We are beginning to realize that “not every problem is going to be solved the ideal way you wanted.” There is going to have to be some give and some take because the consequences of the so-called fiscal cliff will be dire. In the budget debates this summer, compromise was a no-no. Temporary agreement was reached only by setting up a “sequester,” an automatic trigger that would go into effect that would be so horrific to priorities of both sides of the aisle, a compromise would be forced. The Pentagon budget would be slashed, taxes would automatically rise on everyone, and social programs would be reduced to rubble. Most economists predict that the “sequester” was so austere, the country would lapse into recession and unemployment would soar.
The thought was that after the November elections, compromise would be easier and voters would have expressed the direction the country preferred.
Post-election, we still have a nearly equally divided country. President Obama won the popular vote by only 2.5 percent. Congress has a Democratic-controlled Senate and a GOP-dominated House.
The Associated Press exit polls confirmed on most issues there was a spread of a couple of percentage points. One was different.
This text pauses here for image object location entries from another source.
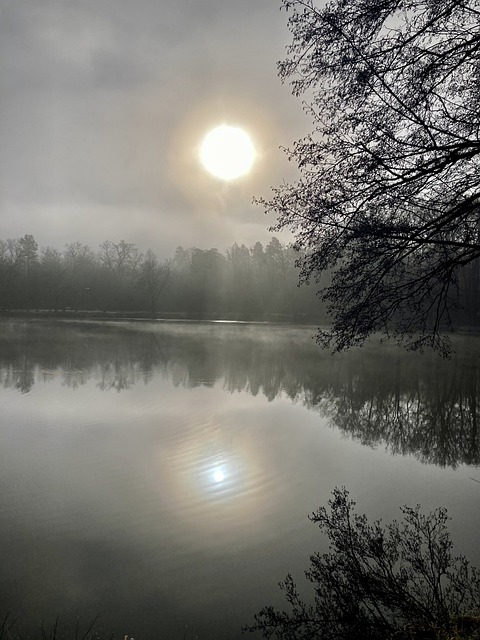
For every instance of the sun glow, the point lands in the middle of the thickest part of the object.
(227, 152)
(218, 475)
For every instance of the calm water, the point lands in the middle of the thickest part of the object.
(160, 474)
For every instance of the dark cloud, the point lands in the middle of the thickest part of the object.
(103, 108)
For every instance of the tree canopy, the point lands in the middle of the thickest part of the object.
(387, 203)
(378, 582)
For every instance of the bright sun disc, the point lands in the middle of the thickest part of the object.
(218, 475)
(227, 152)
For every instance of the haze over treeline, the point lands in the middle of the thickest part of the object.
(258, 282)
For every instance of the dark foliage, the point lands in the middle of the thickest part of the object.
(379, 582)
(390, 178)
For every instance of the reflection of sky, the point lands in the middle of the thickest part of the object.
(113, 496)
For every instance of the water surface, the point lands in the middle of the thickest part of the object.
(160, 474)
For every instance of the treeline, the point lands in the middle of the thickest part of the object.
(260, 282)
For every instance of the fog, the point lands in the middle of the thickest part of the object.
(103, 109)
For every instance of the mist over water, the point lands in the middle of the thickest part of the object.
(160, 474)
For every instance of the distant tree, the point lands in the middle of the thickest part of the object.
(380, 582)
(120, 258)
(52, 278)
(388, 197)
(154, 277)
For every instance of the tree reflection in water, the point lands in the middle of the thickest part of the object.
(413, 404)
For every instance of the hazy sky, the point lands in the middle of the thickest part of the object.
(103, 106)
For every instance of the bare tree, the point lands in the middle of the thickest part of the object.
(154, 277)
(389, 187)
(379, 582)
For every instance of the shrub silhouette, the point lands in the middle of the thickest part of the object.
(377, 582)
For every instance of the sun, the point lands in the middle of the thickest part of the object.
(227, 152)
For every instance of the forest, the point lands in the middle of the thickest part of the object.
(257, 283)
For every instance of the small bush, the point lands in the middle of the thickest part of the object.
(398, 581)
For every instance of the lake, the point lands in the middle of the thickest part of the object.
(160, 474)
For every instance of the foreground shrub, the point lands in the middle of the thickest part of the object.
(378, 582)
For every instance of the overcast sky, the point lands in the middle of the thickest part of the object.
(103, 107)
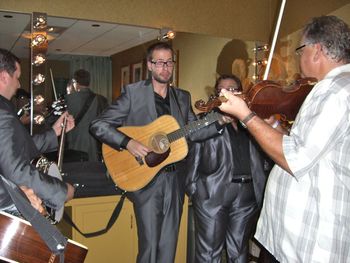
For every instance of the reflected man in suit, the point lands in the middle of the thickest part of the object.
(226, 180)
(85, 106)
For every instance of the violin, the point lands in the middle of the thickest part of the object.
(268, 98)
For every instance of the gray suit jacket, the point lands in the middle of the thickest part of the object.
(136, 107)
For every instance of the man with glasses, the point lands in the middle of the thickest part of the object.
(226, 182)
(157, 206)
(306, 211)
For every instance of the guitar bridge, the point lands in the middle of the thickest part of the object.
(139, 160)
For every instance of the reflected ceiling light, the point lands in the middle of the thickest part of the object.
(39, 78)
(39, 99)
(38, 40)
(261, 48)
(39, 59)
(39, 119)
(40, 22)
(166, 34)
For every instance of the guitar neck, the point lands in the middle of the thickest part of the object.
(194, 126)
(61, 147)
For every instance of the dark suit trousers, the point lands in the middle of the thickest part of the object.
(158, 209)
(226, 217)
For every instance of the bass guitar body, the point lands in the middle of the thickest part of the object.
(21, 243)
(130, 173)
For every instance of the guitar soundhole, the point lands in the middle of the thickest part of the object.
(159, 143)
(153, 159)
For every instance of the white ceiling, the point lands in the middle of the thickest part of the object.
(73, 36)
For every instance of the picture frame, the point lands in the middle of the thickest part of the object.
(137, 72)
(125, 76)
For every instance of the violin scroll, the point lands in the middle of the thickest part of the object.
(212, 103)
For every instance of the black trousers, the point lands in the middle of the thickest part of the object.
(228, 217)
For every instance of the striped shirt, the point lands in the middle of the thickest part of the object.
(306, 217)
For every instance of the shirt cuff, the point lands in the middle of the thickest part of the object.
(219, 127)
(125, 142)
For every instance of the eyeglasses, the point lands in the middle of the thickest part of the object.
(232, 89)
(299, 50)
(160, 63)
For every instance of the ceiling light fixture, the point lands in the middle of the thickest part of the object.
(39, 78)
(39, 59)
(166, 34)
(40, 22)
(38, 40)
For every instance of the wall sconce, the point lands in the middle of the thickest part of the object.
(40, 22)
(38, 79)
(38, 40)
(259, 62)
(39, 59)
(166, 34)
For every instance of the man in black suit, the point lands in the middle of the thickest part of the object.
(18, 148)
(85, 106)
(226, 181)
(158, 206)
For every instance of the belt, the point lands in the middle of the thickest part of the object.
(242, 180)
(170, 168)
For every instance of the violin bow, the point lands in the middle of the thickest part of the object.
(273, 44)
(53, 85)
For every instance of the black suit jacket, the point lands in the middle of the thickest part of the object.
(17, 151)
(210, 169)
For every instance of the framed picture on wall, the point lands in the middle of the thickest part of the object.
(137, 72)
(125, 76)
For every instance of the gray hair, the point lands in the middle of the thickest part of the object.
(332, 33)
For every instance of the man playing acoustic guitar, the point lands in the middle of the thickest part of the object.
(157, 206)
(18, 148)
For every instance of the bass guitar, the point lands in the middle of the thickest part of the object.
(21, 243)
(167, 141)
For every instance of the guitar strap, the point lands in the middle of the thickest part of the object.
(52, 237)
(178, 104)
(110, 223)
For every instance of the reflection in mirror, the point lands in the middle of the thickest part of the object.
(73, 44)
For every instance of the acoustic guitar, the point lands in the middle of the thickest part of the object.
(21, 243)
(167, 141)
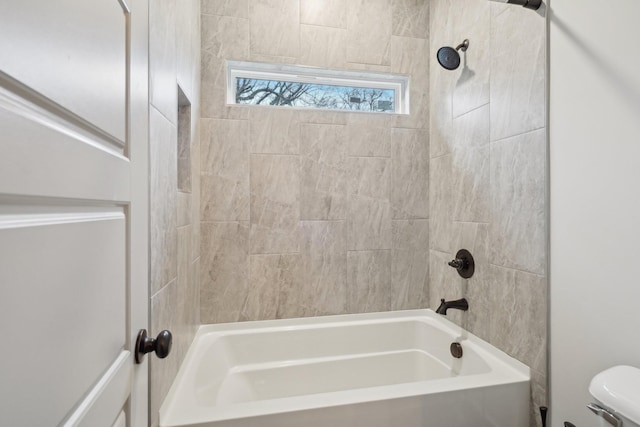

About 60 percent wanted “high-income earners to pay more in taxes in order to reduce the deficit.” Whether it is done by removing deductions, tax-rate increases, or program budget cutting, real compromise should contain a combination of all so long as the math works to cut the deficit.
We have kicked the tough-decision can down the road long enough, and it is time those in Washington “roll up their sleeves.” Delay and political demagogy should not be tolerated. Enough, already. Grown-ups … it is time to heed the words of 18-year-old Kyle Larson.